Just minutes before we head up to the starting point, Olian offers Freeda an out. “Are you sure you don’t want to just make a forty-dollar donation and just go home?”
I could have told him what her answer would be; I know she has not spent the last three months getting ready for this day to just turn around and walk away at this point. Even someone who didn’t know him well would know that Olian is concerned, not convinced that she is ready to tackle a three-plus-mile walk that will include a few slopes and two river crossings. There are many times in this world when our fears keep us from enjoying seeing those we love take on their challenges.
Freeda is not as frail as she looks to strangers but there is no denying the slightness of her appearance. I don’t think she’s an inch over five-two or a pound over… well, let’s just say that she’s a bit thin. What strangers can’t see and even family members might not accurately perceive is the degree of determination. She would have fit right in with the pioneers who pushed their way through the Cumberland Gap a few generations ago.
That seems fitting here in Boone, North Carolina.
As Freeda, Paul and I come up to the starting line, we can sense that the announcer is somewhat amused. “Well, folks,” he muses via the PA system, “I don’t know how fast this group is going to be but I am pretty sure they will finish this whole course. They have checked it over very thoroughly.” Indeed, our whole group has had a pretty good look at several of the obstacles within an easy walk of the parking lot. And I had a real close look at all of them during my morning run.
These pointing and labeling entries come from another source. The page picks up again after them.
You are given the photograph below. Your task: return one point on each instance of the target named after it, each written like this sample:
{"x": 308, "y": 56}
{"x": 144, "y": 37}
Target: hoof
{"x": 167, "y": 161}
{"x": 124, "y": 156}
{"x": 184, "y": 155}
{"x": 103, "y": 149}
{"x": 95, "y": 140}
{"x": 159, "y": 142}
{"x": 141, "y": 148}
Freeda has spent the past two months getting ready for this. Less than two years ago, she had the first sarcoma mass removed. Just a few months past her seventy-second birthday in February of this year, she had a tumor removed from a lung. Following that, she took on the self-imposed challenge of getting ready for this day. Making herself walk farther and farther, she built herself up. A quarter mile past the starting line, she catches Paul and me ambling along the course, trying to be considerate of her. “Guys, I can’t walk this slow!” she complains. Ambling is over.
Except for the piggyback ride Paul gave her at the first river crossing, she walked every step of the course on her own. Insisted on wading through the river herself when the course brought us back to that opportunity. With the water two feet deep and the current pushing against her as she walked upstream for a hundred-and-fifty feet, the only assistance she accepted was a steadying hand.
She took pictures of him and me at some of the obstacles. We talk along the way and they both keep their distance when I make my charges through the mud pits. Paul and I keep an eye on her and ask her how she’s doing a few times. “I’m doing fine,” is the answer, every time.
It took us just barely over an hour to reach the finish line. Months of training and anticipation caught us up together in a swelling of relief and accomplishment. Olian gave Freeda a big, sincere hug of pride and relief. The words he shared with her are theirs to keep.
I hope to never know what she has been through in the past two years and I hope she never knows again what it is to face another cancer surgery. But I also hope she knows how proud I am of what she did on this day, how I treasure the sharing of this walk, this celebration of survival.
After Paul helps me clean off the last bits of mud with more hot water from the big picnic cooler, I change into clean, dry clothes. The three of us sit with Olian, our other sister Patsy and Paul’s wife Debee in the parking lot. I enjoy another pimento cheese sandwich and another of the peanut butter-and-chocolate “Buckeyes” that we made the night before.
A little later, as the six of us sit in folding chairs in the afternoon sun in the high country of western North Carolina, I realize that what we are celebrating today is much more than survival. After decades of distance and tension, resentment and jealousy, we have decided to reach over and around all of the reasons and excuses, hurts and disappointments, and just be a family.
This is the celebration of some folks that have chosen to overcome their own dysfunctional history and just have fun together. And that, my friends, truly deserves an RC Cola and a Moon Pie.